Sleep deprivation was a factor, he said.

“Plus I think the heat hit me very hard in the afternoon,” he adds with a laugh. “I was like a zombie.”

Unable to sleep on Monday morning he dropped off the tent, the flags and headed to the Poirier library to grab a newspaper clipping of the run.

He called in sick on Tuesday.

“I just wanted a day to myself to recover,” he says.

Chasing money

At press time, Lee raised $4,185 for Eagle Ridge Hospital Foundation.

That money is earmarked for “the greatest needs” of the hospital, explained Jacquelyn Dittrich. That could mean anything from medical imaging to community health programs, according to Dittrich.

The popularity of the long-distance runner

Lee expected to spend much of the 24-hour run by himself, in part, because of where he was running.

In general, seeing a trail runner doing laps on a perfectly level oval is akin to spotting a graffiti artist holding paint swatches up to a brick wall. But Lee’s run, despite where it was, what it was and how hot it was, turned into a social event. 

“I was never alone,” Lee reflects.

There were doctors, nurses, and care aides who joined him on the track. There were people he’d never met – many of whom brought food.

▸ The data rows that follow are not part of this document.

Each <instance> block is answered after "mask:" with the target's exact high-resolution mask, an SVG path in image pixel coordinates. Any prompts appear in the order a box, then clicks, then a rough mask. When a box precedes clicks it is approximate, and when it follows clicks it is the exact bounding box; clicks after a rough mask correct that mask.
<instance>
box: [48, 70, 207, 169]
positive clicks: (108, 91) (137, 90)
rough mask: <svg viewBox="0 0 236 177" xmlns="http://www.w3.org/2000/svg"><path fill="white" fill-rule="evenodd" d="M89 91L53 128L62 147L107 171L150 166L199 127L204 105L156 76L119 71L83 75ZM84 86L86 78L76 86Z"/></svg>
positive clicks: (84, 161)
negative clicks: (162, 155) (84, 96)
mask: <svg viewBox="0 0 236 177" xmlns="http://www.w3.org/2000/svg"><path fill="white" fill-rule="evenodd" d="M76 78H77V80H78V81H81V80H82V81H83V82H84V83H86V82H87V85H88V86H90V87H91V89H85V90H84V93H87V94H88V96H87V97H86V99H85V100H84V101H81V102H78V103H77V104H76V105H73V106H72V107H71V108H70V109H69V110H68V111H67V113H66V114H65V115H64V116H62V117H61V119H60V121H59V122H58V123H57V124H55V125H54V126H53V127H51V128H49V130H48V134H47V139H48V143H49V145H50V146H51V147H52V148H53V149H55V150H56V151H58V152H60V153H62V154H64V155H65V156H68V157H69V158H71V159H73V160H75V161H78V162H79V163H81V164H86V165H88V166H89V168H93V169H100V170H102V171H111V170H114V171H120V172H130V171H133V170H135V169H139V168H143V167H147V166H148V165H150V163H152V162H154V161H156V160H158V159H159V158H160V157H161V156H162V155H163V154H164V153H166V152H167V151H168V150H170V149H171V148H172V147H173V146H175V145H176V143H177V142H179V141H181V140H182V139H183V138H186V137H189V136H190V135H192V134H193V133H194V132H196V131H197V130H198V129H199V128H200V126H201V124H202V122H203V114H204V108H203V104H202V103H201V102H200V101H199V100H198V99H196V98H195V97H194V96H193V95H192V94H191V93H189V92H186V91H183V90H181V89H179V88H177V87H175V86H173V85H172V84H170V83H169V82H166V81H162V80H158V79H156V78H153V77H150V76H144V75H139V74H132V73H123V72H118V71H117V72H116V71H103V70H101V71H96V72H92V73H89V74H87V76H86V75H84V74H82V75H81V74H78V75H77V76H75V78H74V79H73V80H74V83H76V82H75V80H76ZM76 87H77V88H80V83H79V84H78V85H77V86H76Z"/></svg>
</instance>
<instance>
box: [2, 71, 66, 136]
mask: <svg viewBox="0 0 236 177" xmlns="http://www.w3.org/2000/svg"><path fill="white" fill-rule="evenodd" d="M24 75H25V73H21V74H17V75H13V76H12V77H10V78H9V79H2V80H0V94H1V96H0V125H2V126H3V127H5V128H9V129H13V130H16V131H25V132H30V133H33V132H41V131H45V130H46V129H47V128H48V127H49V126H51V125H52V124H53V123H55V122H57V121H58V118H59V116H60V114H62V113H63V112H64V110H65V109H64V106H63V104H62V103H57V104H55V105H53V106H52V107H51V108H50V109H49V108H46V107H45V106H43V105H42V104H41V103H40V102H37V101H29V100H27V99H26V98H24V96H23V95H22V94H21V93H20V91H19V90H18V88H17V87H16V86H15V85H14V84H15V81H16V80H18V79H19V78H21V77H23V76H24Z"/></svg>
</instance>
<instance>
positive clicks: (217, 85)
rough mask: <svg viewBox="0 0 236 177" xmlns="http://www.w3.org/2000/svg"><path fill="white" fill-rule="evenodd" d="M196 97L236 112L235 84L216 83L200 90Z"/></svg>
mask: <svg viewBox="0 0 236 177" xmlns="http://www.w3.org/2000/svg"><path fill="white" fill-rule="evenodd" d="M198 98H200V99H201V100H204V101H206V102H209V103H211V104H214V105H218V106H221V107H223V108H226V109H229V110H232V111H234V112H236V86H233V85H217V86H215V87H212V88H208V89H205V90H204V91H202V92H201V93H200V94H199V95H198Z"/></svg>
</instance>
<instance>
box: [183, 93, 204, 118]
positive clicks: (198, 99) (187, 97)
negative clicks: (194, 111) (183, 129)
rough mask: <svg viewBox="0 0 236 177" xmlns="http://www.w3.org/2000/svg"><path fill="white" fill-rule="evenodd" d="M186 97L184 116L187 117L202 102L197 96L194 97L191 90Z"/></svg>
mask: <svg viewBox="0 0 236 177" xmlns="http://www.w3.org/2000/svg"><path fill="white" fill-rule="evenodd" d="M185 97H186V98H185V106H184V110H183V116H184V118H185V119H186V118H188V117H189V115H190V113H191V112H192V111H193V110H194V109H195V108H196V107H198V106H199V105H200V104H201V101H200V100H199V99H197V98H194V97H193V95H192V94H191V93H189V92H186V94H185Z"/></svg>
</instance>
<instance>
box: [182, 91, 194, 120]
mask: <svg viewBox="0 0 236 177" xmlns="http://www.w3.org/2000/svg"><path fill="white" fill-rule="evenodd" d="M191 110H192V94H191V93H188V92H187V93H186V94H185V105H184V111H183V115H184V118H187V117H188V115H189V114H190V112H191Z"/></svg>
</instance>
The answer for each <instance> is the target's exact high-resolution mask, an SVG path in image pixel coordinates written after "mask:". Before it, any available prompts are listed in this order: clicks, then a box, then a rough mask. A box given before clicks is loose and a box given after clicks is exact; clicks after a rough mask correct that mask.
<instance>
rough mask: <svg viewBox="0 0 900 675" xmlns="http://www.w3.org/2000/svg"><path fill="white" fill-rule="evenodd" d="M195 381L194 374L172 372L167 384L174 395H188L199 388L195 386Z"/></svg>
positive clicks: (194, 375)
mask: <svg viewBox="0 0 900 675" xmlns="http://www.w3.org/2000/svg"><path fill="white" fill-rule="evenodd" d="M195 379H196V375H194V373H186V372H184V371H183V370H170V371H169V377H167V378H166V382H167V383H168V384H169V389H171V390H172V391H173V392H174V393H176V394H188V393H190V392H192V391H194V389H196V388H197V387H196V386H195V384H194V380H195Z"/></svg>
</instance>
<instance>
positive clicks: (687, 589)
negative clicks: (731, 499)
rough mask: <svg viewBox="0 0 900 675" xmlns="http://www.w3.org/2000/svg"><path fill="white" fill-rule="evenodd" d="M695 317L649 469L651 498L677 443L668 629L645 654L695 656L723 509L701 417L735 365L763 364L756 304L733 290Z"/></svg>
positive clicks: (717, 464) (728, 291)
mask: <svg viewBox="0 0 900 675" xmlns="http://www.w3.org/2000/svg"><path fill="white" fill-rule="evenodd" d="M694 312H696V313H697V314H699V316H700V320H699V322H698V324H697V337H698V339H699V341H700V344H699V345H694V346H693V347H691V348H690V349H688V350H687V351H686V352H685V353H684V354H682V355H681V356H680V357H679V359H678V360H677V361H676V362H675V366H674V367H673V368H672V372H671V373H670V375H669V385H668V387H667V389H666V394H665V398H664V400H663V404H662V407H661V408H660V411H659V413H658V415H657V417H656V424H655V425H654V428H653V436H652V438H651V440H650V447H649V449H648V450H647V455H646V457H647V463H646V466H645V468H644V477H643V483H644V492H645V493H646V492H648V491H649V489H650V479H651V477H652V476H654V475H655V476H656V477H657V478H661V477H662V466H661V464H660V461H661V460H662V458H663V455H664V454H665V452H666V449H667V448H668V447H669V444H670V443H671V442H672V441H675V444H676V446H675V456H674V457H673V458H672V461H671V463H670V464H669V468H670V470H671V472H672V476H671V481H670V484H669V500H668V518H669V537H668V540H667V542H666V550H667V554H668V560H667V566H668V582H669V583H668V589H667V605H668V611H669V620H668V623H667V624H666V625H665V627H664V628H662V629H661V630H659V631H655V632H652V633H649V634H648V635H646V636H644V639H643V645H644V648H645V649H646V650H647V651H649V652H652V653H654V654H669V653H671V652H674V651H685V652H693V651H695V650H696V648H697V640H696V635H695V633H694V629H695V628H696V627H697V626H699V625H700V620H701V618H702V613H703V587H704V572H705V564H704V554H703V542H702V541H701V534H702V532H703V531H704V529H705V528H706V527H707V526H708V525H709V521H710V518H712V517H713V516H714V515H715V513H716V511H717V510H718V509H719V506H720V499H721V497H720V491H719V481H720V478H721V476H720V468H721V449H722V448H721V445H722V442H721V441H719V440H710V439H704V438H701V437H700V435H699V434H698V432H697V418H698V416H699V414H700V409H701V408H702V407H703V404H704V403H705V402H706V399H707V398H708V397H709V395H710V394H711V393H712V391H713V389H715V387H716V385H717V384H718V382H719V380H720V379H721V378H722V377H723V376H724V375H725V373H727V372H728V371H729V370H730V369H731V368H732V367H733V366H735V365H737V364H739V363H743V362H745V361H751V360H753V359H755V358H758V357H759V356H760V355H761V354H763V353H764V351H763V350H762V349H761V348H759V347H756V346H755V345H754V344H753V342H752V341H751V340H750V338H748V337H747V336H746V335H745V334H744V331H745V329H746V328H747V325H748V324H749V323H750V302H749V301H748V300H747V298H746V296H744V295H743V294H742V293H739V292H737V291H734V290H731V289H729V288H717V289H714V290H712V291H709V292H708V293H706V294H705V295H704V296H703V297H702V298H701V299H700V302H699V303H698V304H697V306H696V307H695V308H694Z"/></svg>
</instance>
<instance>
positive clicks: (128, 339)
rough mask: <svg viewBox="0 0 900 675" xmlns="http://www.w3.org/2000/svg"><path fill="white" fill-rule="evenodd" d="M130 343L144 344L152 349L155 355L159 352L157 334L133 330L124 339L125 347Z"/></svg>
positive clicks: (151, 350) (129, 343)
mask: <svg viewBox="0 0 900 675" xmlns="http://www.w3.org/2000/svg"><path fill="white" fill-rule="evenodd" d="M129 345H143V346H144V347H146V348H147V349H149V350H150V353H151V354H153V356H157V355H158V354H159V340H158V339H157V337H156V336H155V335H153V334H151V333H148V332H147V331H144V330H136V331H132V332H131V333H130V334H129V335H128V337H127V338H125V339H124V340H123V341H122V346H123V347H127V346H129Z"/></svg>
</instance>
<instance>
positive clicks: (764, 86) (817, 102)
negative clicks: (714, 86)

“It’s like a buffet,” he says.

There was sushi and pasta and there was one family who brought a pot of soup.

“They said, ‘Eat, eat,’” he recalls. “So I ate.”

One runner, Ramona Toth, joined him once in the afternoon and then again in the evening, keeping pace with Lee and his friend Karl Shen until midnight.

Shen was planning to stick with Lee until midnight when he was scheduled to tag in another running buddy. The buddy, however, never showed up. (It later turned out he’d slept through the night). 

Shen stuck by Lee from 7 p.m. until 6 a.m., rescheduling his appointments as he ran.

None of it was planned. That was the point, Lee explains.

“If you don’t have a plan then there’s no way of you failing. So I didn’t really have a plan,” he says.

Such as it was, his plan came down to six words: “toe the line and get going.”